The new place is not perfect. The kitchen counters are 1950s blue formica. There is no air-conditioning, which means I am looking into thermal curtains for the many windows lest the place become an oven in August. The hallway to the bathroom and second bedroom is so narrow that the second bedroom probably can’t be used as a bedroom because we can’t get the biggest of our clothes bureaus into it. This leaves the smaller bedroom, which is rather small, and also a bit drafty because it’s clearly a later and rather shoddier add-on. We’re thinking the solution may be to use the small bedroom as our bedroom (I like to be cool at night, so the draftiness isn’t a huge drawback—and we’ve a space heater if need be) and put a couple of the bureaus just outside it… in what is nominally the dining room, but we just don’t do formal dining, so it may actually become the office.

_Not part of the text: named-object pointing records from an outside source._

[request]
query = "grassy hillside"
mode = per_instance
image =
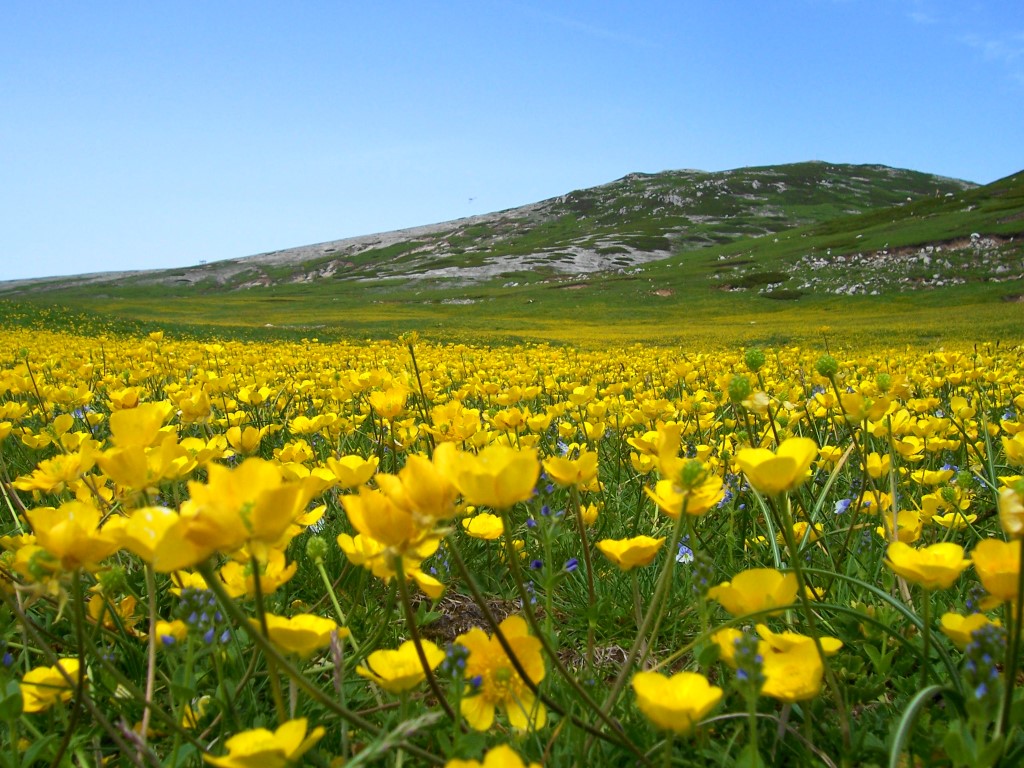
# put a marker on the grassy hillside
(763, 254)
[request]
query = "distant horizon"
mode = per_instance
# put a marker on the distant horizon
(361, 236)
(146, 137)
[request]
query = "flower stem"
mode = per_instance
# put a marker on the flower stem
(591, 595)
(1013, 647)
(414, 632)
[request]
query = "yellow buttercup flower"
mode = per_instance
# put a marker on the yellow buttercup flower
(792, 665)
(997, 564)
(1014, 449)
(44, 686)
(498, 477)
(251, 502)
(936, 566)
(1012, 510)
(630, 553)
(756, 590)
(676, 702)
(265, 749)
(158, 536)
(784, 470)
(483, 525)
(497, 682)
(375, 515)
(422, 488)
(400, 670)
(694, 489)
(74, 536)
(499, 757)
(246, 440)
(388, 403)
(302, 634)
(351, 471)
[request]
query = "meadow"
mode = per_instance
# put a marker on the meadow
(262, 551)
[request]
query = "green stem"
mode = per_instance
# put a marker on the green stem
(552, 705)
(665, 579)
(591, 595)
(926, 637)
(808, 611)
(271, 669)
(231, 609)
(334, 600)
(151, 666)
(414, 631)
(1013, 647)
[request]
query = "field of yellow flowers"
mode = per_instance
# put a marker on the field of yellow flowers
(410, 553)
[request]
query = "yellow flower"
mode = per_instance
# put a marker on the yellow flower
(695, 489)
(375, 515)
(676, 702)
(629, 553)
(500, 757)
(755, 590)
(73, 535)
(250, 502)
(726, 639)
(936, 566)
(390, 402)
(1014, 448)
(997, 564)
(497, 477)
(44, 686)
(784, 470)
(580, 472)
(352, 470)
(498, 684)
(400, 670)
(422, 488)
(1012, 510)
(792, 666)
(246, 440)
(960, 629)
(169, 633)
(302, 634)
(263, 749)
(483, 525)
(158, 536)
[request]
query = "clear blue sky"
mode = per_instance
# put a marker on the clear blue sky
(165, 132)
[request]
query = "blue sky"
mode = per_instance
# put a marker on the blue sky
(162, 133)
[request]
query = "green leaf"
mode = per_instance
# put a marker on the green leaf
(750, 758)
(10, 700)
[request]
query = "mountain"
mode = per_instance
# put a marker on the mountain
(616, 226)
(762, 255)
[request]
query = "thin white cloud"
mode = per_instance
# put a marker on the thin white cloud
(591, 30)
(1007, 50)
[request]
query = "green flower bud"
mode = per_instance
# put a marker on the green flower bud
(316, 549)
(692, 474)
(827, 366)
(754, 358)
(739, 388)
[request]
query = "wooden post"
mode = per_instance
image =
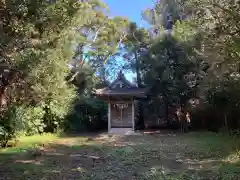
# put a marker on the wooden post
(109, 116)
(133, 116)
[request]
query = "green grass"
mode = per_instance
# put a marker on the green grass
(29, 142)
(192, 156)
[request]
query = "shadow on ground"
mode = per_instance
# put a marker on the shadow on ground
(174, 156)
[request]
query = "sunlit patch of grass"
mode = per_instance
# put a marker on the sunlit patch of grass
(29, 142)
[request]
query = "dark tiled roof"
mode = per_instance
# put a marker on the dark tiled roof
(134, 91)
(128, 88)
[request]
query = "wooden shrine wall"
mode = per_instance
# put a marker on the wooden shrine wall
(126, 121)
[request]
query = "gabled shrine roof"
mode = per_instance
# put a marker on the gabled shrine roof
(121, 86)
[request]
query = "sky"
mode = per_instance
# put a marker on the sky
(131, 9)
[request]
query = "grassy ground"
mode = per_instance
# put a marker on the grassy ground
(154, 157)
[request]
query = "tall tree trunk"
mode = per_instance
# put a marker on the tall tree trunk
(141, 124)
(166, 111)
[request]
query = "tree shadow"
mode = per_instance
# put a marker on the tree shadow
(111, 157)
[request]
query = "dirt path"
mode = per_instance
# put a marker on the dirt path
(103, 157)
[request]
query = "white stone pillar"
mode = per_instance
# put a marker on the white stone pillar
(109, 116)
(133, 116)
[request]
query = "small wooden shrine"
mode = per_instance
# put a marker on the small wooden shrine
(120, 96)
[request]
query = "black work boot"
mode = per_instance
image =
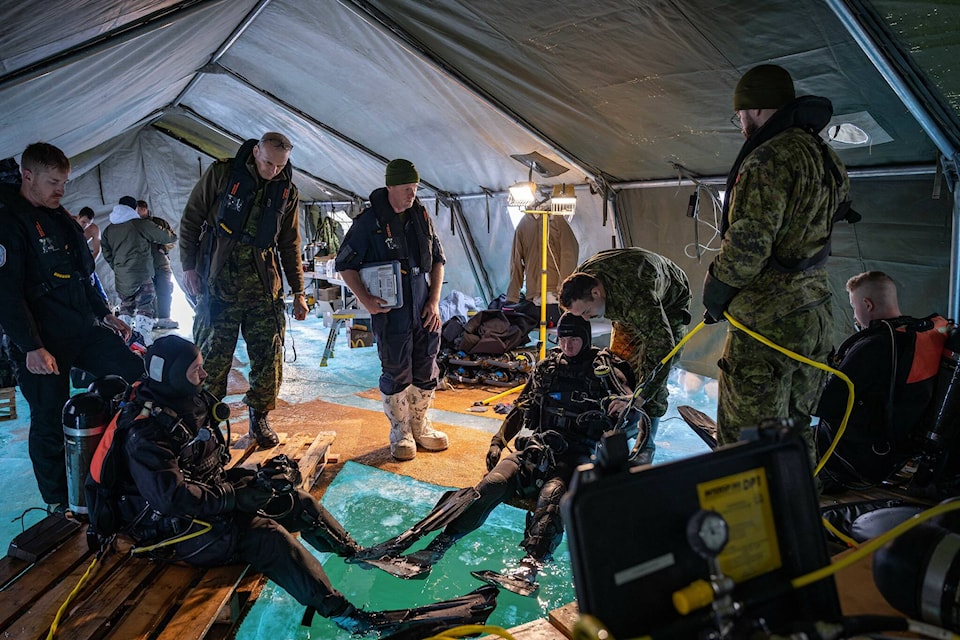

That room is painted in what can only be described as Wisconsin Blaze Orange. David says he likes it. I’m dubious, and when I get to the hardware store later today (we are a block and a half from an honest-to-goodness hardware store! joy!), I am going to be looking into a sedate dark red or something of that nature. At least for two or three of the walls!

But every drawback here can be lived with, and the whole is still utterly charming. We’re in a real neighborhood, not an apartment or condo complex. We’re a quick block from the lakeshore, a block from several buslines, two short blocks from groceries (both Oriental and conventional), a comfortable walk to campus or to the zoo, and a longish but manageable walk downtown.

The Goths are acting squirrelly. Dream has decided that Didi is his enemy, so she’s taken to hiding under whatever can be hidden under, usually blankets. They’ve both been traumatized by trying to jump onto the shelves-on-brackets in our bedroom, the problem being that the shelves are not screwed, glued, or otherwise affixed to the brackets, so a large cat landing on one tips it not genteelly at all off onto the floor. (This is another thing that will be fixed with a trip to the hardware store today.) They’re not eating especially well either. Nothing for it but to let them settle down.

Right after dark, another friend of ours came by to drop off a spare futon, which is leaps and bounds better than trying to sleep on the floor! Said friend then took us downtown for dinner, and would not let me pick up the check.

I have amazing friends. I have a good new home with a decent landlord. I could try to be happier, but I’m really not sure how I’d manage it.